When I arrived in Cuba in 2015, I felt my first love—poetry—could somehow be manifested through image-making, and I left traditional documentary behind. To me, there’s a palpable sense of yearning on the island. I identify with it; it welcomes me.
Within this emotional landscape I encounter Cubans—from young to old—seemingly able to embody strong self-confidence, as well as vulnerability. I wonder what allows them to inhabit these opposing ends of the emotive spectrum so freely? I search for this fierceness and fragility; the presence of both creates a moment of unexpected intimacy for me. Like a poem does, or a dream.
Richard Sandler
Richard Sandler is a street photographer and a documentary video and filmmaker.

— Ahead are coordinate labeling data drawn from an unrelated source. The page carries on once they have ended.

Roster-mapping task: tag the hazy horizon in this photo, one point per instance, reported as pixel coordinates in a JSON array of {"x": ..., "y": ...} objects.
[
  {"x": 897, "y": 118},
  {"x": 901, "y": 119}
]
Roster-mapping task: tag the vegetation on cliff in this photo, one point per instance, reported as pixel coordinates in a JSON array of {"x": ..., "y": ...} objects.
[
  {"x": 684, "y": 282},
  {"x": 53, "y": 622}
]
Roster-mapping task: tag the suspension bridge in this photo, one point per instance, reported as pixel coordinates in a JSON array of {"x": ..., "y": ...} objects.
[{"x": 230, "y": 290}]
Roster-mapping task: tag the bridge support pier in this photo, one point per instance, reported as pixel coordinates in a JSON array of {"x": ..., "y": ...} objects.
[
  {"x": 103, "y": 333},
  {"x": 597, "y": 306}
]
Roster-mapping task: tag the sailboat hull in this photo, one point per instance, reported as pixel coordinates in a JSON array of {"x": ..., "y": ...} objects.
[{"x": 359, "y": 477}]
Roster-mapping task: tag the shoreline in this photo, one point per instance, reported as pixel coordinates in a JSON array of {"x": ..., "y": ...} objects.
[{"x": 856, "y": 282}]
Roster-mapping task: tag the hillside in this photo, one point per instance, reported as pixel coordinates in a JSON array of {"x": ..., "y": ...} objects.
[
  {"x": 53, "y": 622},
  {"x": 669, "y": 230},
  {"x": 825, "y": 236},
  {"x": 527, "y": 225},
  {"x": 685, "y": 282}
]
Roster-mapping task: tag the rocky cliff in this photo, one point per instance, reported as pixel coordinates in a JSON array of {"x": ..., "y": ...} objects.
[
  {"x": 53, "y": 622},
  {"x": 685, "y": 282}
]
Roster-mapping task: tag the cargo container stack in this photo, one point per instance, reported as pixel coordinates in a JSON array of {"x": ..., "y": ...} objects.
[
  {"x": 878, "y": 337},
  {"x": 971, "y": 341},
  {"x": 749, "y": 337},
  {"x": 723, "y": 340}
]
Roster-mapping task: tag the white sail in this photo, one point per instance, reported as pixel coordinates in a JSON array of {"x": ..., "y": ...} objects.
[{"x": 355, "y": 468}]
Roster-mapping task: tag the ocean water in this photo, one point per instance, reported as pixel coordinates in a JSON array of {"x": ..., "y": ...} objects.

His first monograph, "The Eyes of the City, was published in 2016 by Powerhouse Books.
Sandler’s photographs are in the permanent collections of the New York Public Library,
the Center for Creative Photography, the Brooklyn Museum, the New York Historical Society,
and the Houston Museum of Fine Art.
He has directed and shot eight non-fiction videos and films including, "The Gods of Times Square,” (1999), "Brave New York” (2004), “SWAY,” (2006) and "Radioactive City” (2011).
He was awarded two New York Foundation for the Arts fellowships for still photography, a John Simon Guggenheim fellowship for filmmaking, and a New York State Council on the Arts grant for filmmaking.
Jean Miele
My pictures are not about what you might call “consensus reality.” In fact, I’m much more interested in photography’s ability to interpret and transform the world than to record it. I’m fascinated by the persistent myth that “the camera never lies” and by the question, “What is reality, anyway, and do we have a hand in creating it?”
Sometimes art-making seems more like midwifery than creation. Inspiration arrives from some magical place. I’m interested in that place, and I’m interested in helping others find that place, too. My workshops are about connecting intuition, process, and technique (July 28–August 2 at the Santa Fe Workshops, and August 25–31 at the Maine Media Workshops), and I really enjoy working with photographers one-on-one to help them find their voice as artists.
My work has been published and exhibited widely, and “Vestiges of Industry: Maritime Studies” (which celebrates the worn and ravaged beauty of pre-computer-age machines and technology, and features images of several touchstones of New York’s vanishing seafaring heritage) is currently on view on the Lilac, a Coast Guard cutter that’s retired and docked at Pier 25 in Manhattan. Come see it!